The requirements largely "mimic what we have within the NCBFAA Educational Institute Certified Customs Specialist program today,” Thayne Worsley, FedEx managing director of trade networks transport and brokerage, said on the same continuing education panel. “If you're following the CCS continuing education requirements, you are set in terms of what we foresee you're going to need on an annual basis for the license of broker continuing education requirements.” Worsley said he expects that CBP will stick with the 36-hour requirement in the final rule, because that allows brokers to focus on an even 12 hours each year.

Some requirements can be done through CCS courses, or in-house classes done by some companies should work toward the requirement, Worsley said. The new regulations are also more "partner government agency-centered,” which means more content can meet the requirements, Worsley said. “There's a broad way in which content can meet the requirements under the new proposed rulemaking record-keeping requirements,” Worsley said. CBP also is providing certain accredited content for free to help brokers with a smaller budget, Worsley said.
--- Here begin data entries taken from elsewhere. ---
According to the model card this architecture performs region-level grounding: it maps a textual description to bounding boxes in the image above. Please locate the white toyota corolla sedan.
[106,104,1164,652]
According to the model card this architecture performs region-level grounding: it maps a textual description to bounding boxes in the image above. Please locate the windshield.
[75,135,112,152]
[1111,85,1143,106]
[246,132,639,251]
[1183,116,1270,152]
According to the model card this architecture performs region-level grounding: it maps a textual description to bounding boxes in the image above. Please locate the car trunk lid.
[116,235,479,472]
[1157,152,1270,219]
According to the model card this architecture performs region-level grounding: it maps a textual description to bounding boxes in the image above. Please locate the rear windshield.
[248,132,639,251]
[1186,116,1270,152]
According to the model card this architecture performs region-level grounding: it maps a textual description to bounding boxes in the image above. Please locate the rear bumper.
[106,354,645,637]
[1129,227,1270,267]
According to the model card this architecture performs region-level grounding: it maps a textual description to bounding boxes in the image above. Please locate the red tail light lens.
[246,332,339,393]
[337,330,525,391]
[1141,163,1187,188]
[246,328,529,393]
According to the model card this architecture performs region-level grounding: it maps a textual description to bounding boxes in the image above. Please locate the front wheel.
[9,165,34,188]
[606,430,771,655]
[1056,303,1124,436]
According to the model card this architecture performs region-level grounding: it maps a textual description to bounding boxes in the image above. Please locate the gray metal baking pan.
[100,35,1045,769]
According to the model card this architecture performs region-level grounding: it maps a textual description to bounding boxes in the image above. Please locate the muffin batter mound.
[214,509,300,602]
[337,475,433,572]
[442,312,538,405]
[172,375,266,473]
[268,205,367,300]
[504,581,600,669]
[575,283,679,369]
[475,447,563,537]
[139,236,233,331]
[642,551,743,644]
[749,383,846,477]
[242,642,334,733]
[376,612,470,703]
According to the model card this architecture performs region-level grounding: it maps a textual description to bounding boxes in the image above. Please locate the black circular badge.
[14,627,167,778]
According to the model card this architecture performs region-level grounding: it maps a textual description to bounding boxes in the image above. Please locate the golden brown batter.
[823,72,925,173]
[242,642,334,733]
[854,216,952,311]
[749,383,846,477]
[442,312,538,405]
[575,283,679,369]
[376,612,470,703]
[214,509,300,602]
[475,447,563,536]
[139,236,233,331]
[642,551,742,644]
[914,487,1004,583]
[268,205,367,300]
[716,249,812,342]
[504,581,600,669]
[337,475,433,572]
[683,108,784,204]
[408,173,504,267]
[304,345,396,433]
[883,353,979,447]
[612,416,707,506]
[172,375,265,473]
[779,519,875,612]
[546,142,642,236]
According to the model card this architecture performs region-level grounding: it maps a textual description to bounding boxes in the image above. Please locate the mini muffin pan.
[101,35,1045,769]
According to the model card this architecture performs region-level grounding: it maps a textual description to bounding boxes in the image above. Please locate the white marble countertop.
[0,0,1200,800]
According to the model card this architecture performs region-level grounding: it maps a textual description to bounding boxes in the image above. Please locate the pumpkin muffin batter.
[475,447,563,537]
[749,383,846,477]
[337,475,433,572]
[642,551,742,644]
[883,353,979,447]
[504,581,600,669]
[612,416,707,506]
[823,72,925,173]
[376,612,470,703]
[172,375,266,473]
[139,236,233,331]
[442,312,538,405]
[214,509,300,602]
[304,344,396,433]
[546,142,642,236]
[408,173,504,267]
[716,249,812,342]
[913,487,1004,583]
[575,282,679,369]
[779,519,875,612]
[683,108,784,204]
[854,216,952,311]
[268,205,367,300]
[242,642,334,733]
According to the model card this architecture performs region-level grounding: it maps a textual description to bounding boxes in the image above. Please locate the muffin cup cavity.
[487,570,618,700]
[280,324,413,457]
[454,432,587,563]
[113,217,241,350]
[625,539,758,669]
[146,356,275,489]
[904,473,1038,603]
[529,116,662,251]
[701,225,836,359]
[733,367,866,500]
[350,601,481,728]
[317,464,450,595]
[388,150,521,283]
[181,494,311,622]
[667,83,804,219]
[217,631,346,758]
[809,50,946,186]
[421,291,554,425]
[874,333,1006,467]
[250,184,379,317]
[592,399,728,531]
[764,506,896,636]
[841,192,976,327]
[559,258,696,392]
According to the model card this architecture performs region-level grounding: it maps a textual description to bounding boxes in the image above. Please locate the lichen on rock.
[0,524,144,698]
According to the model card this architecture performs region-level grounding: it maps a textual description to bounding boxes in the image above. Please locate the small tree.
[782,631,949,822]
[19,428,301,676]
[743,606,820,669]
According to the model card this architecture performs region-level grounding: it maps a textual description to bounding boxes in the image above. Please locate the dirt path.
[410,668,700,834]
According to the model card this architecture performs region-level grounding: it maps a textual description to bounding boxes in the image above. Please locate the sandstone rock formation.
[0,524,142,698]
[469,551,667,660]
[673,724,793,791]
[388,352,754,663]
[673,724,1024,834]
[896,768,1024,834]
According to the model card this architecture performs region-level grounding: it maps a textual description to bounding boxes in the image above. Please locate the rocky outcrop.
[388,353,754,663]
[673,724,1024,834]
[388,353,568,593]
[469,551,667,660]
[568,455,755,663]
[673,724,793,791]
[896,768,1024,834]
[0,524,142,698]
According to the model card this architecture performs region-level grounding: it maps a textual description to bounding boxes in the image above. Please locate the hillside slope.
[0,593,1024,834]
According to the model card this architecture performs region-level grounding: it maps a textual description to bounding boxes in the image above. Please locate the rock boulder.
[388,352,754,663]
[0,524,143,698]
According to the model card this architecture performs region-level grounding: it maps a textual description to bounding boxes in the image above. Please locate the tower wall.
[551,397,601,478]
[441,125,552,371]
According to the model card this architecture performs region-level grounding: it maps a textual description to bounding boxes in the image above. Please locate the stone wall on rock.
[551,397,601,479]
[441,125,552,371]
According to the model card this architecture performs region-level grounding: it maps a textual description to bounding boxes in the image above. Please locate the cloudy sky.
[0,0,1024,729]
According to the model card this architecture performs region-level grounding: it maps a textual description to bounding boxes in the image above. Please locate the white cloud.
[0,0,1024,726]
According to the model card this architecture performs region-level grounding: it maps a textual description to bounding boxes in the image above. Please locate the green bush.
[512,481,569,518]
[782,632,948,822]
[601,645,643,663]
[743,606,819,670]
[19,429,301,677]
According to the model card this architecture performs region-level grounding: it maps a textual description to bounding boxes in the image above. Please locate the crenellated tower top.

The requirements will likely be in place by in 2024, which is the beginning of the next triennial reporting period, panelist Cynthia Whittenburg, NEI executive vice president, said. If CBP fails to get the requirements in by 2024, that would likely push the requirements back further, to 2027, as it is “highly unlikely” CBP would implement these requirements in the middle of the triennial, Whittenburg said. “I continue to remind [CBP that] if you miss this opportunity, now you're pushing out this requirement another three years,” she said.